Free agent
- Pitcher
- Born: September 15, 1996 (age 29) Sandino, Cuba
- Bats: RightThrows: Right

MLB debut
- July 23, 2023, for the Atlanta Braves

MLB statistics (through 2025 season)
- Win–loss record: 8–3
- Earned run average: 3.38
- Strikeouts: 65
- Stats at Baseball Reference

Teams
- Atlanta Braves (2023–2025);

= Daysbel Hernández =

Cuban baseball player (born 1996)

Daysbel Hernández (born September 15, 1996) is a Cuban professional baseball pitcher who is a free agent. He has previously played in Major League Baseball (MLB) for the Atlanta Braves.

==Career==
Hernández signed with the Atlanta Braves as an international free agent on September 14, 2017. He made his professional debut in 2018, splitting the year between the Single–A Rome Braves and High–A Florida Fire Frogs, for whom he accumulated a 4.50 earned run average (ERA) with 36 strikeouts across 21 games.

Hernández returned to Florida in 2019, making 35 relief outings and logging a 1.71 ERA with 70 strikeouts and 7 saves. He did not play in a game in 2020 due to the cancellation of the minor league season because of the COVID-19 pandemic.

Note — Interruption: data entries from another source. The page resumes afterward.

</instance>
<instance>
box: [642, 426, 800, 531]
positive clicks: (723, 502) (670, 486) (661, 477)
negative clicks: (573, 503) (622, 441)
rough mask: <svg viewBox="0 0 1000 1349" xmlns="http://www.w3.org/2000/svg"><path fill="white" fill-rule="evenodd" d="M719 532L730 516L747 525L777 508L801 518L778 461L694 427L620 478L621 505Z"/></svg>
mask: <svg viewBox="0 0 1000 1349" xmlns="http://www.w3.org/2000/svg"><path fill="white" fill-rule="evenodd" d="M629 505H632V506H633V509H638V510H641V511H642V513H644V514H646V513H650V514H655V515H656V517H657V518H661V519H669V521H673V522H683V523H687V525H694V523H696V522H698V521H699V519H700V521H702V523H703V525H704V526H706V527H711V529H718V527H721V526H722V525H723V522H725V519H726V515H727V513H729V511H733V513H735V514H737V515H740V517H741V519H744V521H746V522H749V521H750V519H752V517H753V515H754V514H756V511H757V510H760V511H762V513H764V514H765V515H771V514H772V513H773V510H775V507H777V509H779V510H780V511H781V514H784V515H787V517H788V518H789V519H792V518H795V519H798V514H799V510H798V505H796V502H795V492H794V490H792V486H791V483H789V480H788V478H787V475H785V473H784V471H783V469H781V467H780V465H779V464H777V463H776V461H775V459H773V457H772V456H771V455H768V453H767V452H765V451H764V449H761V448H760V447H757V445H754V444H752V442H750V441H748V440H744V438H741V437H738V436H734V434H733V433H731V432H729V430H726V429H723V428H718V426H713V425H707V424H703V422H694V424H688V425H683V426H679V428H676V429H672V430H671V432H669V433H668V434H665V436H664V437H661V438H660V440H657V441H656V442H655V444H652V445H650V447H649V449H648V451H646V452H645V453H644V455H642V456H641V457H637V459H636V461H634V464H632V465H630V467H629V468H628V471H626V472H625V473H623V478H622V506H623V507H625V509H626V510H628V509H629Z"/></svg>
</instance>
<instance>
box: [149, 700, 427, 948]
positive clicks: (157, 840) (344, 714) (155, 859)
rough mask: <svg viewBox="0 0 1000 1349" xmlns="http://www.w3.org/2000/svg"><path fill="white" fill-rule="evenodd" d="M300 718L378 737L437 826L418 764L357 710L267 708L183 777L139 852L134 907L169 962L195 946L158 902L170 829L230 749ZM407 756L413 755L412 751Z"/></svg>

Hernández returned to action in 2021 with the Double–A Mississippi Braves and Triple–A Gwinnett Stripers. He made 36 relief appearances for the two affiliates, recording a 3.83 ERA with 58 strikeouts and 3 saves across 42 1/3 innings pitched.

Hernández missed the entirety of the 2022 season, while recovering from Tommy John surgery. Hernández began the 2023 season with High–A Rome, where he made six appearances, logging a 2–0 record and 8.64 ERA before being promoted to Double–A Mississippi. Prior to his promotion, Hernández recorded a 0.00 ERA with 26 strikeouts and only four hits allowed between Mississippi and Triple–A Gwinnett.

On July 23, 2023, the Braves promoted Hernández to the major leagues for the first time, and he made his debut later that day against the Milwaukee Brewers. In his debut, Hernández pitched an inning in relief, recording three strikeouts and earning his first career win. On August 2, Hernández was placed on the 15-day injured list with right forearm inflammation. He was transferred to the 60–day injured list on September 11. He ended the regular season having pitched 3 2/3 innings across four appearances for the Braves, recording three earned runs on six hits and three walks. Hernández was activated from the injured list and added to the Braves' roster for the 2023 National League Division Series against the Philadelphia Phillies.

Hernández was optioned to Triple–A Gwinnett to begin the 2024 season. He made 16 appearances out of the bullpen for Atlanta over the course of the season, registering a 3–0 record and 2.50 ERA with 26 strikeouts over 18 innings of work.

Hernández made 39 relief appearances for the Braves during the 2025 campaign, in which he compiled a 4–3 record and 3.41 ERA with 33 strikeouts over 37 innings of work. On September 12, Hernández was placed on the injured list due to right shoulder inflammation. He was transferred to the 60-day injured list on September 21, officially ending his season.

Hernández began the 2026 season with Triple-A Gwinnett, logging a 5.06 ERA with 26 strikeouts and one save in 22 games. On July 7, 2026, Hernández was released by the Braves.